There were mixed messages from Central and Eastern Europe (CEE) on Wednesday, when the European Commission (EC) announced plans for a Russian oil embargo. In CEE, two of the countries that would be most affected by the import ban had markedly different reactions to the announcement. While Slovakia merely requested a time extension to implement the plan, Hungary reiterated its fierce opposition to energy sanctions against Russia.
Unveiling the EC’s sixth package of sanctions aimed at crippling Russian President Vladimir Putin’s economy on Wednesday, EC President Ursula von der Leyen pledged “a complete import ban” on all Russian oil “seaborne and pipeline, crude and refined” to “maximise the pressure on Russia”.
Detailing the plan, von der Leyen said: “We will phase out Russian supply of crude oil within six months and refined products by the end of the year.”
As discussions continued between European envoys, newswires Bloomberg and Reuters independently reported that Hungary and Slovakia would be permitted to continue buying Russian crude oil until the end of 2023, citing EU officials speaking on condition of anonymity.
However the CEE neighbours, both of which receive Russian oil via the southern Druzhba pipeline, took markedly different stances towards an embargo on Wednesday.
Slovak Economy Minister Richard Sulik accepted the ban, but requested a three-year transition period. “We agree with this sanction,” he told journalists in Bratislava. “What is being discussed today is the duration of the transitory period.”
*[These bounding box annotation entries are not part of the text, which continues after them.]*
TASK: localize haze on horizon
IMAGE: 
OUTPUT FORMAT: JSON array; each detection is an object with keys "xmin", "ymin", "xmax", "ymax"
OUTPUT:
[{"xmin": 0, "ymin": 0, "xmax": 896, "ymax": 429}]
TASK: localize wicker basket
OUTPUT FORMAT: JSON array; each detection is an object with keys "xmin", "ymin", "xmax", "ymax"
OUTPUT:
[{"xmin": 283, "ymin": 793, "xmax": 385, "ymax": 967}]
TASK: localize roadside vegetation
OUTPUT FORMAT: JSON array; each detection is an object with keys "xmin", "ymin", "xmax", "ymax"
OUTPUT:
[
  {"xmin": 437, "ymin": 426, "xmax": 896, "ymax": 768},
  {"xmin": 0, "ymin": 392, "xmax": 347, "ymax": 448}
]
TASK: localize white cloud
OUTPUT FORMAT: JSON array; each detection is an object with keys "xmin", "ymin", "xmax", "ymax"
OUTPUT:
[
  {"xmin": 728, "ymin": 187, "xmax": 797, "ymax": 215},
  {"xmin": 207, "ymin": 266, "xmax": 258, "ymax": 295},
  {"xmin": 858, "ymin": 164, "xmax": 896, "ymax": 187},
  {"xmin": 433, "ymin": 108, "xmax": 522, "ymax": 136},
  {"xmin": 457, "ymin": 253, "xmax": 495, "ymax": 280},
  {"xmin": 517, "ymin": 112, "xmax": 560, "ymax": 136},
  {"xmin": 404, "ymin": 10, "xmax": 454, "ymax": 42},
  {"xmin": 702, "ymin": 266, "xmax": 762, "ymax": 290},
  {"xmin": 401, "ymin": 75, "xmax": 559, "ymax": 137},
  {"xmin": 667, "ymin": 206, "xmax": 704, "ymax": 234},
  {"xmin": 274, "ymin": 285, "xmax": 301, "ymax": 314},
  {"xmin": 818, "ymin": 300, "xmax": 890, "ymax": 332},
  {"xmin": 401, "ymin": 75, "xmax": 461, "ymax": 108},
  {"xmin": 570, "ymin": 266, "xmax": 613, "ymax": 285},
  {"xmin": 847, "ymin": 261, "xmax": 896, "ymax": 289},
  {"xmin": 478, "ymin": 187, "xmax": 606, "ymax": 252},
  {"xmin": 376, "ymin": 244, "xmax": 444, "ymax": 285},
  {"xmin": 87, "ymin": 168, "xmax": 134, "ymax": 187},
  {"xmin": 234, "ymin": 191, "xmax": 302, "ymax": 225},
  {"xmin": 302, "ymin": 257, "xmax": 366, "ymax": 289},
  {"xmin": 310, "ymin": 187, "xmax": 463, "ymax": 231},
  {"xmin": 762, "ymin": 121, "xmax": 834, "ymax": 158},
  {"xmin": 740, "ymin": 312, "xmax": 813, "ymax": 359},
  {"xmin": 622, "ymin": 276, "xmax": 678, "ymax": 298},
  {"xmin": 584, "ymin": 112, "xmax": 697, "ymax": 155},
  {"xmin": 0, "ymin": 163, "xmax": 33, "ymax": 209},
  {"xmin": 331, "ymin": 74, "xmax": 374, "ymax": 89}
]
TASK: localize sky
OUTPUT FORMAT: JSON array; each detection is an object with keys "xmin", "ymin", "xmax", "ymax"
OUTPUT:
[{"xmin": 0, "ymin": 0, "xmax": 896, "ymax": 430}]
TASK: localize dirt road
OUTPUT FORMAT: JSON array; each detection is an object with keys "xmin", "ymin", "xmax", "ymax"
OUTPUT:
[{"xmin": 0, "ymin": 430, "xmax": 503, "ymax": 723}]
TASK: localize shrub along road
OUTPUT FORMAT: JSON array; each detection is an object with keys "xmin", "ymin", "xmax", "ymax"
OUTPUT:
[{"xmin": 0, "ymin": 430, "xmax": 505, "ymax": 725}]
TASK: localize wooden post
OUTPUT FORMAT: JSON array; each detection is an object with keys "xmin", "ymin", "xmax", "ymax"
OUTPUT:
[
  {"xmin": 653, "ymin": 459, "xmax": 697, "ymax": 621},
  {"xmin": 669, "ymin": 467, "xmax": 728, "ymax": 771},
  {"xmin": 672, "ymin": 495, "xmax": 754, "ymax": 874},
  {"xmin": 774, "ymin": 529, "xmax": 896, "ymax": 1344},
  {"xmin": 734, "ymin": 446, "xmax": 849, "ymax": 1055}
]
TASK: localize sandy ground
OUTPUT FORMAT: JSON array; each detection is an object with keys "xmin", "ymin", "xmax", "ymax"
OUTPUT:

However, Hungarian Foreign Minister Peter Szijjarto fiercely opposed any embargo on Russian fuel. “The EC’s new sanctions package against Russia cannot be responsibly supported in this form, as it would destroy Hungary’s energy security,” he wrote on Facebook.
Russia exported 58% and 96% respectively of Hungary’s and Slovakia’s crude oil and oil products in 2021, well over the EU average of 26%.
Szijjarto said on Tuesday that “it is currently physically impossible to run the (Hungarian) economy without Russian crude.” The Croatian section of the Adriatic pipeline has major capacity limitations and “would require enormous investment”, Szijjarto argued, adding that Hungary has neither the time nor a cost-estimate for the necessary adjustments to switch to another variety of crude oil.
BBC political analysis programme Newsnight described the sanctions as “economic warfare for Europe against Russia”, on Tuesday evening.
“Moscow might be able to sell more to China, which takes 22% of its oil at the moment to compensate somewhat, but experts say losing an oil customer on the scale of Europe will be painful. The price will of course be higher as a result of so many countries scrambling for the same imports,” according to the BBC’s flagship political analysis programme.
The EU’s sixth package of sanctions against Russia also includes the removal from the SWIFT banking transaction system of Sberbank, Credit Bank of Moscow and Rosselkhozbank, and further clampdowns on purveyors of disinformation in Europe.
Ambassadors from the EU’s 27 governments could adopt the EC proposals as early as this week, allowing them to become law soon after. The EU oil embargo, if passed, would follow those of the UK and the US, which have already imposed bans.